If you’ve never been snow-tubing, you probably don’t know what the lift is like. Basically, you get in a tube and it’s hooked to the top with something akin to a bungee cord. Well, halfway through my ride on the lift, something unusual happened- my cord came off the powered rope thing that pulls us up. And so, I suddenly went sliding down the lift path, bouncing against all the people behind me in a frenzy.
That wasn’t the end of it, though. Shortly after that, a teacher grabbed hold of my tube and helped pull me up. I was so happy not to be falling down that bumpy path again! But when we got to the top, where we get our tubes taken off the lift, there was a bump… and it made her lose her grip enough that I went tubing out of control like an air hockey puck, bouncing off my classmates like you couldn’t believe.
The third time was the charm. I finally made it up that god forsaken hill, and I was ready to tube. I got in my tube and slid down as gracefully as one can in an inflatable rubber tube. But when I got to the bottom, I realized something.
That wasn’t fun- it was terrifying.
I’d gone snow tubing before, mind you. This wasn’t my first rodeo, but it was my first time going down the lift instead of the hill two times in a row. Or at all. I had plenty of pain in my butt, and decided enough was enough. I turned in my snow-tube, and had the principal helping my shaky body to the lodge.

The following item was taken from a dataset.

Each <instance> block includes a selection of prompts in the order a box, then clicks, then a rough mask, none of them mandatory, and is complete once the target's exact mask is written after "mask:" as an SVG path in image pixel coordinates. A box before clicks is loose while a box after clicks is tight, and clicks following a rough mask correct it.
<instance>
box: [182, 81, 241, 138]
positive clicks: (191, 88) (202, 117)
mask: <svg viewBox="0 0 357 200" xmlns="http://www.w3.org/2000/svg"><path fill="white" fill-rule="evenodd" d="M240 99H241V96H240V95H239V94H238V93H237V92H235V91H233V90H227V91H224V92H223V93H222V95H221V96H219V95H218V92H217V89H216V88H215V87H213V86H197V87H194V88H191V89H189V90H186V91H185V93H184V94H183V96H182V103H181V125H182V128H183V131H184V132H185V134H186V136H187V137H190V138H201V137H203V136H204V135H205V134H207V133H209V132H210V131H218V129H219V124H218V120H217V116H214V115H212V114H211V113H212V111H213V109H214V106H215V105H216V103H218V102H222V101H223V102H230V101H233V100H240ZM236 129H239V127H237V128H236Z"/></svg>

He returned after he knew I was safely inside, but I wasn’t alone. My teacher was there as well, as if she’d been waiting for me. Having seen the whole thing, and seeing me shaking, I think she knew what was going on in my mind. So, with a smile and a laugh, she told me, “Don’t think of it as a bad thing. Just think of it as extreme snow-tubing.”
And that’s what I do now. I avoid snow tubing, mostly because I can’t afford it, but the memories still haunt me and make me uneasy. Getting back on a snow tube is a lot like getting on my bike since I was hit by that car in 8th grade. It’s terrifying, and it leaves me feeling shaky and stiff, both at the same time. I can’t imagine going down that slope again, and I can’t afford it anyway… But I’m happy to skip it. It’s a memory I laugh at now, but somehow, it’s also a memory I can never get over…
Tell me, friends. Do you have memories like that? The ones where you were hurt so badly it traumatized you almost, but you learned to laugh at it and maybe even fight through? I’d love to hear your thoughts, your stories, and any tips you may have for me to overcome this fear. But most of all, I just like hearing from you guys in general. You’re all wonderful- never forget that.